En esta zona del sureste de la capital se dan la mano el arte con las sandías a la venta en los puestos del mercado, el cappuccino y el cornetto de la mañana con los platos arriesgados y los cócteles de la noche, la contestación política con una peculiar manera de entender la dolce vita. El mejor símbolo de esta encrucijada tal vez sea el mural con el rostro de Jean Paul Sartre y una de sus citas existencialistas colgado al lado de una ferretería que expone en la puerta sus escobas y cepillos a la venta. Esta imagen da la bienvenida al paseante en el inicio de la vía del Pigneto. A partir de ahí se suceden a derecha y a izquierda los locales de restauración y de ocio, la mayoría con terraza para los días de sol, que en Roma son casi todos durante la mitad del año.

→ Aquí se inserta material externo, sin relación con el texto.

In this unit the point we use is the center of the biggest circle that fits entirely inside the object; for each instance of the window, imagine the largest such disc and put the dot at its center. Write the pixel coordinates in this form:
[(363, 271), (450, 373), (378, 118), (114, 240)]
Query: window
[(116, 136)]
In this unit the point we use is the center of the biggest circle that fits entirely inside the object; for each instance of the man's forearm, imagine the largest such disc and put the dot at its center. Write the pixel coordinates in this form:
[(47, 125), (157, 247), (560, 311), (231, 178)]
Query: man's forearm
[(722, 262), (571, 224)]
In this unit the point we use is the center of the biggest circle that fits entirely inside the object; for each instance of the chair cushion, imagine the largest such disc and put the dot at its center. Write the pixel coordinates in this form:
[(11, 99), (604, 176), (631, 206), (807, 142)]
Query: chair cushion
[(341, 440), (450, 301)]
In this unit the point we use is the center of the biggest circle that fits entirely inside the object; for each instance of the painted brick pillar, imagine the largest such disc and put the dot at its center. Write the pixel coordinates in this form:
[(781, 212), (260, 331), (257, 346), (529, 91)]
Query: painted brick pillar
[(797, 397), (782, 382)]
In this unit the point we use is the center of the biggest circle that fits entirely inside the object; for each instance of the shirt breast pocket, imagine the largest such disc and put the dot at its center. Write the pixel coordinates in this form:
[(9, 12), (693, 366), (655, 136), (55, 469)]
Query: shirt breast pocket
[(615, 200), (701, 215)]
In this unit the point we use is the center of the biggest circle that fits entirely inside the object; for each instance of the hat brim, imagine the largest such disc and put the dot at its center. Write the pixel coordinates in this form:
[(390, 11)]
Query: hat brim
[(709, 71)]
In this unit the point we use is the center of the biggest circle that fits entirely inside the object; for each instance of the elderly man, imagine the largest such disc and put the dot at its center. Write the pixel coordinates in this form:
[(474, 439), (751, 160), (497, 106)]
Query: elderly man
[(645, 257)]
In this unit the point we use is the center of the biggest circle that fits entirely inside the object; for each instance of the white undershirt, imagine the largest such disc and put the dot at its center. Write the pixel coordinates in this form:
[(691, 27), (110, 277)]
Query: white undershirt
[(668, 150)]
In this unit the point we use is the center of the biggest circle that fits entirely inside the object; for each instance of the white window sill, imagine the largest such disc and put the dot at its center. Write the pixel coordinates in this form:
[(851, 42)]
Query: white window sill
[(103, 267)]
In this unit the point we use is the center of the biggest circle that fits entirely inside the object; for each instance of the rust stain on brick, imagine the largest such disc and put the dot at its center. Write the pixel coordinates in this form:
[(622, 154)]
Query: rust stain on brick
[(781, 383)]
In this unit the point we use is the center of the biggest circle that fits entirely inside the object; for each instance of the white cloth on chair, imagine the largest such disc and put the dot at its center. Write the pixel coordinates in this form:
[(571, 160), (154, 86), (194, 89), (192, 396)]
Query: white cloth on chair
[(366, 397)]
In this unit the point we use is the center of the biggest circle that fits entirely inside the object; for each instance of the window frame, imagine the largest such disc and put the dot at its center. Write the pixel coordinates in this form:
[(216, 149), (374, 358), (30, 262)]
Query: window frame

Podemos comenzar el recorrido tomando una cerveza (recomendamos 'Na Birreta, la mejor bebida de malta fabricada con proceso tradicional de la ciudad) en la trattoria Pigneto 41 o en el bar del Pigneto, los dos situados la calle homónima. En el primer local, además, podremos disfrutar del aperitivo, una costumbre gastronómica y social muy arraigada en toda Italia. Antes de la hora de la cena, pagando la bebida tendremos acceso ilimitado a las bandejas cargadas con comida de todo tipo (pasta, pizza, ensaladas, canapés y un sinfín de otros platos) que se ofrecen en la barra. Si seguimos con hambre, con sólo cruzar la calle podemos continuar de 'tapeo' en versión italiana en otro de los locales de moda, Contrasto.
Sorteando a las personas que pasean en bicicleta (una rara avis en esta ciudad sofocada por el tráfico, pero que aquí son legión) y a los niños que ajenos a todo juegan al fútbol, al pasear por vía del Pigneto y sus calles aledañas encontramos locales donde se dan la mano la cultura y las compras. Uno de ellos es Tuba Bazar, librería comprometida con anaqueles repletos de ejemplares poco accesibles en otros comercios, dedicados sobre todo al erotismo y al feminismo. Un poco más lejos está Li.boh, una interesante lugar a medio camino entre galería de arte y tienda de decoración que saciará el apetito del amante de los objetos vintage.
En la idiosincrasia del Pigneto está la pasión por la cultura, entendida de forma amplia y heterodoxa, a veces incluso alejada de los cánones habituales. Son numerosos los centros culturales del barrio, todos con un elemento distintivo común: están gestionados por asociaciones y cooperativas para las que el lucro es el último de sus objetivos.

Uno de estos lugares en el Nuovo Cinema Aquila, en apariencia un cine moderno y convencional. La cartelera, sin embargo, da la primera señal de que no es una sala como las demás, pues en ella se mezclan películas comerciales y otras que no lo son tanto. Echando un vistazo a sus sesiones se halla otra particularidad: aquí hay un pase especial para que las mamás puedan ver películas con sus bebés. Se llama cine mamme y pone a disposición del público un calienta biberones, una zona para cambiar los pañales y paciencia infinita para aguantar los llantos y gritos de los pequeños. Estas iniciativas nacen de la cooperativa formada por varios jóvenes amantes del séptimo arte a los que el Estado ha cedido la gestión del cine, cuya propiedad fue confiscada a su antigua dueña por estar relacionada con la Banda de la Magliana, la mafia de Roma.
Otro de los sitios donde se palpa el latido cultural del Pigneto es el Forte Fanfulla, un centro polivalente gestionado por una asociación que acoge exposiciones, una productora de documentales, restaurante, tienda de ropa y cursos de idiomas, entre otras iniciativas. Está situado a pocos metros del lugar elegido por Pier Paolo Pasolini para rodar Accatone. Hoy el restaurante donde el equipo de Pasolini comía durante el rodaje es uno de los lugares de moda del Pigneto. Se llama Necci y cuenta con una terraza estupenda para cenar o disfrutar del aperitivo. Pasolini no fue el único director atraído por el barrio. El maestro del neorrealismo, Roberto Rossellini, situó en sus calles Roma città aperta.